1.3.2. Tender of Non-Conforming Documents

Although the Convention has referred to the seller's duty to deliver goods and documents in accordance with the contract terms (Arts. 30 and 34), it does not deal properly with the issue. It is therefore not quite clear whether the buyer has two separate rights to refuse to accept non-conforming documents and goods, and if so, what relation there is between these two rights. It appears that the issue must be examined according to the same principles as elaborated for goods.

According to the principles explained above, it seems that where the seller fails to tender the shipping documents, the buyer is entitled to refuse to pay the price, since where the contract does not specify otherwise, the buyer is under the duty to pay the price only "when the seller places the ... documents controlling their disposition at the buyer's disposal" (Art. 58(1). In other words, the seller's duty to hand over the documents controlling the disposition of the goods at the buyer's disposal and the buyer's duty to pay the price are to be fulfilled at the same time.
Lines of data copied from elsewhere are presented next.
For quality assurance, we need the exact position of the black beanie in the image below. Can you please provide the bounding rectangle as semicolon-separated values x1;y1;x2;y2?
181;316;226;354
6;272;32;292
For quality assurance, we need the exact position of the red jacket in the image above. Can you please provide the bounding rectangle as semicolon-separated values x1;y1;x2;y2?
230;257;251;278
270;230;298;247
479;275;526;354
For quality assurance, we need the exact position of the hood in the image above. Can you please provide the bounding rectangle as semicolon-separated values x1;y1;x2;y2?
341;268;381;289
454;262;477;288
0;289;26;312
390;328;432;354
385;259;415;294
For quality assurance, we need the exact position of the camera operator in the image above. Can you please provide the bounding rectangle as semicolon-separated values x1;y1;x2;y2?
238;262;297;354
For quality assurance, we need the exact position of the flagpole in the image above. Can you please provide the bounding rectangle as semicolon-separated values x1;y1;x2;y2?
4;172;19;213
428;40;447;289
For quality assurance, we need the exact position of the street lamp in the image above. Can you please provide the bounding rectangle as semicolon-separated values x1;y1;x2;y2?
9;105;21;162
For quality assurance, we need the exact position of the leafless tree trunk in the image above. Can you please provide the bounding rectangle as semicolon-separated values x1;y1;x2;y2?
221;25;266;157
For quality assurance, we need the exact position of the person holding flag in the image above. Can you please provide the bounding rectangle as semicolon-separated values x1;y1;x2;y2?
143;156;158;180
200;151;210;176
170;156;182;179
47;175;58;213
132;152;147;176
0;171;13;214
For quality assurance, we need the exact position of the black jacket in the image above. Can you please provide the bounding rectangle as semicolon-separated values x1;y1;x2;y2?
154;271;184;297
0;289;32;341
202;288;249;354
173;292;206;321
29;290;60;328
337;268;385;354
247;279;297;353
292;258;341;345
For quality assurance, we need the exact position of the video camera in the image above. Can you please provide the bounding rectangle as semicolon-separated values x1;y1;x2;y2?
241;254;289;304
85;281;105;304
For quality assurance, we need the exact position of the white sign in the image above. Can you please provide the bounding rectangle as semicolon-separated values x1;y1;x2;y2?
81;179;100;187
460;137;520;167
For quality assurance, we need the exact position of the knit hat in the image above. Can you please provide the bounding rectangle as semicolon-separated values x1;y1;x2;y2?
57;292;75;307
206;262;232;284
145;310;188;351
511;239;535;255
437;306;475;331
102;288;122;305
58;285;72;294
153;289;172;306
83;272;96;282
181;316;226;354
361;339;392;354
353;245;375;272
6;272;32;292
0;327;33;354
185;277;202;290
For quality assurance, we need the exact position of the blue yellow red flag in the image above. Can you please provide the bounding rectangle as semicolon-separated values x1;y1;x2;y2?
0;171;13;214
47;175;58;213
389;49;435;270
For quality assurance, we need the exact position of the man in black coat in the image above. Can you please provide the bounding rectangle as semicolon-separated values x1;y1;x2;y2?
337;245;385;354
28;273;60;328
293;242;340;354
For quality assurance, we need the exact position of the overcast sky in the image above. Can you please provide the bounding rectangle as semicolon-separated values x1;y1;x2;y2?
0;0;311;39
However, it seems that the rule prescribed under Art. 58(1) would not be applicable to all shipping documents, since the Convention qualifies the non-defaulting buyer's right to withhold performance of his obligation to pay the price with the qualification that the documents should be those "controlling their disposition." Accordingly, the seller's failure to tender documents which lack this qualification is to be placed within the category of defective delivery rather than non-delivery.